Slater’s reference to the Feinstein Rider relates to legislative augmentation Senator Dianne Feinstein (D-California) has for years added to the federal budget barring the Bureau of Land Management from spending money on anything related to the Cadiz project.
“Related to the company,” Slater said, “we continue to be in good financial standing. We are in compliance with all debt covenants and have no payments due until March 2016. We also have cash on hand to implement the business strategy. We are confident we can refinance and extend our debt covenants prior to their due date if necessary.”
Slater said Cadiz, Inc. has options with regard to how it will respond to the Bureau of Land Management’s mandate.

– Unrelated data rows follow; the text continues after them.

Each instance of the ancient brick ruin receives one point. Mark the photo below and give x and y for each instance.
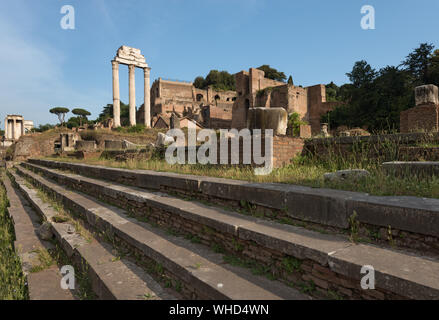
(425, 115)
(211, 108)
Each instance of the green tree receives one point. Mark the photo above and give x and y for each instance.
(218, 80)
(107, 112)
(60, 112)
(362, 74)
(82, 114)
(272, 73)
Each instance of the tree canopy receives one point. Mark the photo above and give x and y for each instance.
(219, 80)
(374, 99)
(107, 112)
(82, 114)
(272, 73)
(60, 112)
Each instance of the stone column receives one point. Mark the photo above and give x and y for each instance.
(116, 94)
(147, 98)
(14, 124)
(132, 94)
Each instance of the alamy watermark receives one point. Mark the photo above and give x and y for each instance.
(68, 20)
(68, 279)
(368, 281)
(202, 147)
(368, 19)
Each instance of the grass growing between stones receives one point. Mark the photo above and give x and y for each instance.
(304, 171)
(12, 280)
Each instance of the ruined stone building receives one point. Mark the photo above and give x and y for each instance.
(254, 90)
(210, 108)
(15, 127)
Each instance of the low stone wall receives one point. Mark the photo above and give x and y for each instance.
(409, 222)
(384, 147)
(422, 117)
(85, 145)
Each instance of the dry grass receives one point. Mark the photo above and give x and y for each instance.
(12, 279)
(301, 171)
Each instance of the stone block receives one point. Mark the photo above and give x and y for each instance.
(268, 118)
(85, 145)
(427, 94)
(305, 131)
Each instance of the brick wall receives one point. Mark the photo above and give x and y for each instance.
(420, 118)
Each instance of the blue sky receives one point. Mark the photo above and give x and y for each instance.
(316, 41)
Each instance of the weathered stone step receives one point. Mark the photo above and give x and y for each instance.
(45, 284)
(112, 277)
(202, 270)
(327, 207)
(298, 242)
(412, 277)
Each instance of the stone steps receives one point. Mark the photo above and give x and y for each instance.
(398, 273)
(112, 277)
(44, 284)
(414, 221)
(201, 272)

“In his letter, Director Kenna stated that the guidance determination is not final and as a result, Cadiz and its partners are first pursuing a reconsideration of the BLM decision,” Slater said. “Cadiz has written a letter to Bureau of Land Management Director Neil Kornze pointing out the errors in the determination and requesting that he overturn it. Congressional supporters have also expressed concern about this decision and requested BLM’s background materials so that the true reasoning for the guidance may be brought to light.”
Furthermore, Slater said, “If legislative and administrative remedies are unable to overturn the decision, and we do not file a right-of-way application, the company can pursue federal litigation in court because, federal courts have exclusive jurisdiction to determine questions of title, including the scope of railroad rights-of-way, so a federal court can properly declare title and bind the Bureau of Land Management regardless of the guidance memorandum.
“We have an approved water conservation project to supply water for 400,000 people, a final environmental impact report and a groundwater management approval sustained by a California Superior Court Judge who dismissed all 6 cases brought against the Project and sustained every aspect of the government approvals,” Slater continued. “We will be persistent in our efforts to demonstrate to the BLM that the public interest and its own guidance documents require that it modify its baseless decision and if our requests are unsuccessful, we will seek a swift resolution in Federal Court. We are confident in our case and that our cause is just.”